Despite an onslaught of spending by agribusiness giants such as DuPont and Monsanto, voters in Jackson County and Josephine County overwhelming took a stand for measures protecting "seed sovereignty and local control" of food systems. The Jackson Measure 15-119 passed 66-34 percent, while the Josephine County Measure 17-58 passed 58-42 percent.

"It's a great day for the people of Oregon who care about sustainability and healthy ecosystems!" GMO Free Oregon wrote on their Facebook page after receiving the final tally.

 “Tonight family farmers stood up for our basic right to farm,” cheered Elise Higley, Jackson County farmer and campaign director for the Our Family Farms Coalition, in a statement following the vote.

Calling the bans a "tremendous victory" for the citizens and farmers of the counties, as well as for the national anti-GMO movement, Ronnie Cummins, national director of the Organic Consumers Association (OCA), said the votes are further proof that, when given a voice, citizens will choose a sustainable food system over corporate-dominated agribusiness.

"These victories make it clear to agribusiness giants like Monsanto and Dow that the day has come when they can no longer buy and lie their way to victory," Cummins said. "By using the tools of democracy, such as ballot initiatives, citizens can overcome corporate and government corruption through honest campaigns, built on a foundation of truth, science and fair play."
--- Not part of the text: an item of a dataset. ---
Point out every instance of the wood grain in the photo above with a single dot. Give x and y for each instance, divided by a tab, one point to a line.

In Jackson County, proponents of the ban raised only $375,000 compared with the nearly $1 million raised by the opposition, whose donors included Monsanto, Syngenta and DuPont Pioneer. Spending in Josephine County was lower on both sides. According to OCA, the Josephine ban will likely be tested in court after that state's passage of the controversial lawS.B. 863 in October 2013, stripping counties of the right to pass GMO bans. The Jackson County measure is exempt because it had qualified for the ballot prior to the passage of the law.

The Oregon counties now join a growing list of communities who have enacted similar bans including Santa Cruz County, Trinity County, Marin County and Mendocino County in California, and San Juan County in Washington state, as well as numerous cities nationwide. Hawaii’s Big Island and Oahu have banned GE taro and coffee.

Earlier this month, Vermont passed a landmark law which mandates that all GE foods sold in the state must be labeled. Unlike Conneticut and Maine, which passed measures that require a certain number of other states to also enact GMO legislation, Vermont's law has no such "trigger clause."

"Where the federal government has failed, local efforts like this are taking action," said George Kimbrell, Portland-based senior attorney for Center for Food Safety (CFS). "The tide is turning towards a sustainable food future and GE-free zones are a vital step.”


“The people of Jackson and Josephine Counties have given the rest of the country a model – and the inspiration – to protect local communities," added Rebecca Spector, who spearheads state labeling initiatives for CFS. "This is just the beginning.”